Julia Engelhardt von der Schwangeren- und Schwangerschaftskonfliktberatung des Diakonischen Werks Eberbach tröstet. Nur zu gut kennt sie die Geschichte der jungen Frau. Seit über einem Jahr unterstützt sie Svenja. Gibt Ratschläge, hilft beim Ausfüllen zahlreicher Behördenschreiben und hat auch das Jugendamt informiert, welches nun wöchentlich nach der jungen Mutter schaut. Laut Engelhardt kam im Fall Svenja "alles zusammen". "Zuerst war sie noch bei meiner Kollegin zur Schuldnerberatung, dann ging es um Kündigung während der Schwangerschaft, das Sorgerecht für das Kind und Mietschulden."
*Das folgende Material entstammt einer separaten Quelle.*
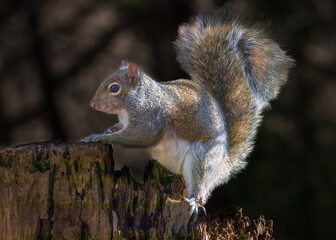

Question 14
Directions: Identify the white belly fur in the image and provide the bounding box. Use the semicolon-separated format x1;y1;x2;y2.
150;133;192;174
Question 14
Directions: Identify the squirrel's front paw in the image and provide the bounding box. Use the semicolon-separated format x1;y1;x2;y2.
81;134;101;143
186;197;206;222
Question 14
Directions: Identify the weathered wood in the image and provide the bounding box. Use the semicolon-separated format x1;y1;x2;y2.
0;142;272;239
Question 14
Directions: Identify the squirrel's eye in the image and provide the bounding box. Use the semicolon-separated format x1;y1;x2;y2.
108;83;120;95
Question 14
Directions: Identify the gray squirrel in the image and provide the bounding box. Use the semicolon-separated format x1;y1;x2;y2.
84;7;294;219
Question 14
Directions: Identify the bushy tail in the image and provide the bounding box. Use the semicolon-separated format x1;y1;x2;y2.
175;6;293;170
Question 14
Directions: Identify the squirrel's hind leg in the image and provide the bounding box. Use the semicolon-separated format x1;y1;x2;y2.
183;141;230;221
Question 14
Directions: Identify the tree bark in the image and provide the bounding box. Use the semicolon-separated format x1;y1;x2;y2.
0;142;273;239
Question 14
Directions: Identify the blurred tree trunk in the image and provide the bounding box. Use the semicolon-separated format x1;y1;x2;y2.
0;142;272;239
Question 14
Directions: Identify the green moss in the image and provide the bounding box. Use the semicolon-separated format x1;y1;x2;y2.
32;152;50;172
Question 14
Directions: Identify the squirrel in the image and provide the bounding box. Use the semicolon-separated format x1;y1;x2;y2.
84;7;294;219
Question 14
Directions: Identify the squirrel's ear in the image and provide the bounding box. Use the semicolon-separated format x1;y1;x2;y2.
119;60;127;69
127;63;140;85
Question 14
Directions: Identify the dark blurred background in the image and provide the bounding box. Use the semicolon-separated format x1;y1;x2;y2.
0;0;336;239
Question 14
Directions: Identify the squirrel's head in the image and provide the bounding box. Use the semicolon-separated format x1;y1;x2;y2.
90;61;142;114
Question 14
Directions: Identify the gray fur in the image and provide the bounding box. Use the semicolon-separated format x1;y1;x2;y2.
85;5;293;217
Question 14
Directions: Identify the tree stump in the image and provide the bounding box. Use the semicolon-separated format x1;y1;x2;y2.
0;142;273;240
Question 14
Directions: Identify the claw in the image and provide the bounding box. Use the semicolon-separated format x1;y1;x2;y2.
81;134;100;143
186;198;206;223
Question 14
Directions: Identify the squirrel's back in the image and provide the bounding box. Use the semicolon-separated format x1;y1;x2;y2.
175;5;293;171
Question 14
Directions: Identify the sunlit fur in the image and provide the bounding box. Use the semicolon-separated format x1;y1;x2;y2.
85;6;293;206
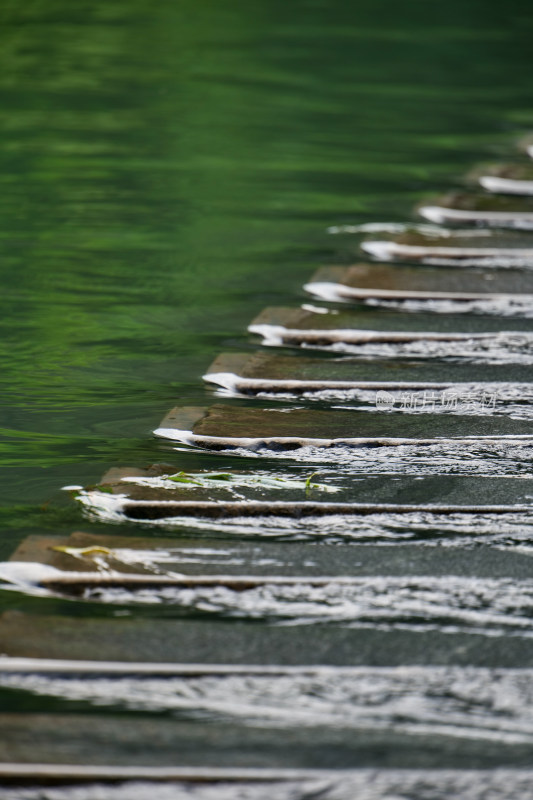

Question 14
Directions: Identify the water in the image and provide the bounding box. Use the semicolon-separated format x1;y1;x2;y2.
0;0;533;798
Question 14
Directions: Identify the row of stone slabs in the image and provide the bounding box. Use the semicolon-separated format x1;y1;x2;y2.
0;155;533;791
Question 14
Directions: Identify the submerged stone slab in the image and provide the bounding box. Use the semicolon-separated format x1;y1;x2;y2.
361;229;533;268
304;264;533;310
9;536;194;573
468;162;533;195
0;605;533;668
418;192;533;230
11;524;530;580
0;711;530;772
155;404;533;449
0;764;533;800
0;659;533;777
203;354;533;396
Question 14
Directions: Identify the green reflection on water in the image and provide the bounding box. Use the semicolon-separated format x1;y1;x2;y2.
0;0;533;530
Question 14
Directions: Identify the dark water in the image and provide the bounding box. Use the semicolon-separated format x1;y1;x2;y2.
0;0;533;788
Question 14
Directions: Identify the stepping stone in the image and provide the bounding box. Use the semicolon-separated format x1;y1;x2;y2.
203;352;533;398
0;704;531;772
361;229;533;268
0;659;533;764
0;763;533;800
418;192;533;230
304;266;533;310
5;603;533;664
247;310;533;356
2;563;533;638
154;404;533;450
10;524;531;580
468;163;533;195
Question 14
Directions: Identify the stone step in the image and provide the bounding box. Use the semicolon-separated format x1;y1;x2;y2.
0;710;531;772
1;562;533;639
467;162;533;195
304;264;533;310
203;354;533;396
0;603;533;668
0;763;533;800
361;229;533;269
417;192;533;230
251;302;533;336
0;658;533;764
154;404;533;451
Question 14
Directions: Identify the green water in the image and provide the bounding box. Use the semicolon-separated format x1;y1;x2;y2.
0;0;533;558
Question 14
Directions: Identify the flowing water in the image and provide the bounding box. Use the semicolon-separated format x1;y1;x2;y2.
0;0;533;800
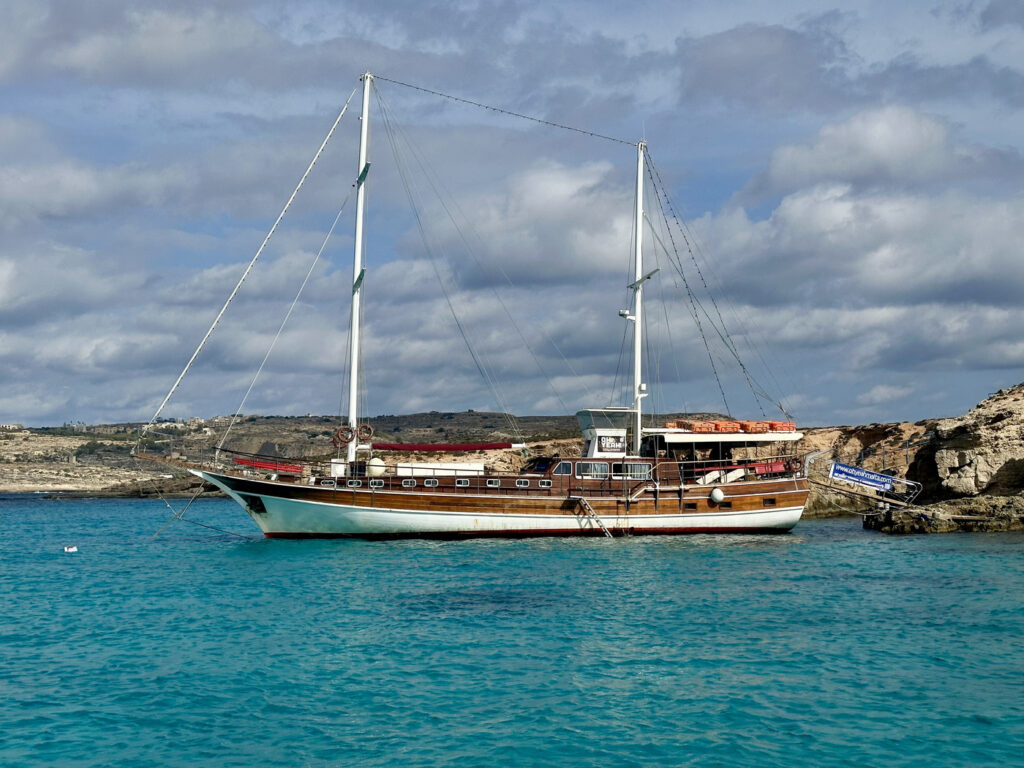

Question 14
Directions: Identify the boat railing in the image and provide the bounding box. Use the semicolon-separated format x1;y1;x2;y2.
655;454;803;485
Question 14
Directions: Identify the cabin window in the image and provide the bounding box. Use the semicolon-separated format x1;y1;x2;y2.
577;462;608;480
611;462;650;480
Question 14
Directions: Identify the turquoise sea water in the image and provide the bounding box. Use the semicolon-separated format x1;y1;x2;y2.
0;498;1024;766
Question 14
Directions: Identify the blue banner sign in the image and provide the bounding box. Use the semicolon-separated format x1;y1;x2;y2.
828;462;893;490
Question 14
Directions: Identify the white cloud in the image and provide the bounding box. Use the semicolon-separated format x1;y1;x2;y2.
857;384;913;406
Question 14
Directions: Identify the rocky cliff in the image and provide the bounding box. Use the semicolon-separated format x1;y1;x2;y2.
865;384;1024;534
908;384;1024;502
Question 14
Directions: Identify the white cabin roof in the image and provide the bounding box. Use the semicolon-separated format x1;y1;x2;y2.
643;434;804;445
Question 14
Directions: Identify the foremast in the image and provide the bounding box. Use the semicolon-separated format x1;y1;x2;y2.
347;72;374;466
627;141;653;456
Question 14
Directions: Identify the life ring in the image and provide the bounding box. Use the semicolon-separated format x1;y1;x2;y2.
331;424;355;447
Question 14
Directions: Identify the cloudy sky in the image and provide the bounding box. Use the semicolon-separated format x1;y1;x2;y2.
0;0;1024;425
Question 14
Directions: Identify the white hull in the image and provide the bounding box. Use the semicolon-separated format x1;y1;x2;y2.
193;470;804;539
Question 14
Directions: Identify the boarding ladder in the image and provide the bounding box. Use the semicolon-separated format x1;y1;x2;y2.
571;496;611;539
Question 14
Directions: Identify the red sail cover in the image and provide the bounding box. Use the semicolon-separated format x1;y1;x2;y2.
374;442;512;453
234;458;302;475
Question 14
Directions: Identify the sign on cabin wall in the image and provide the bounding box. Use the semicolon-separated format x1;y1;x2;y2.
828;462;893;490
597;435;626;454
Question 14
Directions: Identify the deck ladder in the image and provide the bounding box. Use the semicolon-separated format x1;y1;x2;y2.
574;496;612;539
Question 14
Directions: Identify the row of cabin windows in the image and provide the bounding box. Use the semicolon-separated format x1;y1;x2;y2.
683;499;775;509
385;477;551;488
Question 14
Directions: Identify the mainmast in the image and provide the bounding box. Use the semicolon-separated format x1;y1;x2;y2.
630;141;653;455
347;72;374;464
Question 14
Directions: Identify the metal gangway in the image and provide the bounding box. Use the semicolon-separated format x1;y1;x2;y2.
572;496;612;539
804;451;922;507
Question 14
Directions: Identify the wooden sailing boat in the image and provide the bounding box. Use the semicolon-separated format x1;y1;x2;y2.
138;74;808;539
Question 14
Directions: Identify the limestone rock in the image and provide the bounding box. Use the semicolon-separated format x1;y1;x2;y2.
907;384;1024;501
Das Diakonische Werk half unter anderem bei Schreiben an das Job-Center, es ging um Kindergeld, Mutterschaftshilfe und Pfändungsschutz; "das ganze Programm". Und ab und an, wenn gar nichts mehr ging, gab’s vom Diakonischen Werk auch Soforthilfe in Form von Einkaufsgutscheinen, auch für den Bedarf des Kindes. "Da sind wir auf Spenden angewiesen", sagt Engelhardt. Sehr viel Unterstützung kommt dabei vom Flohmarktteam, welches erst kürzlich wieder eine große Summe gespendet hat: 6666 Euro, der bislang größte Betrag überhaupt.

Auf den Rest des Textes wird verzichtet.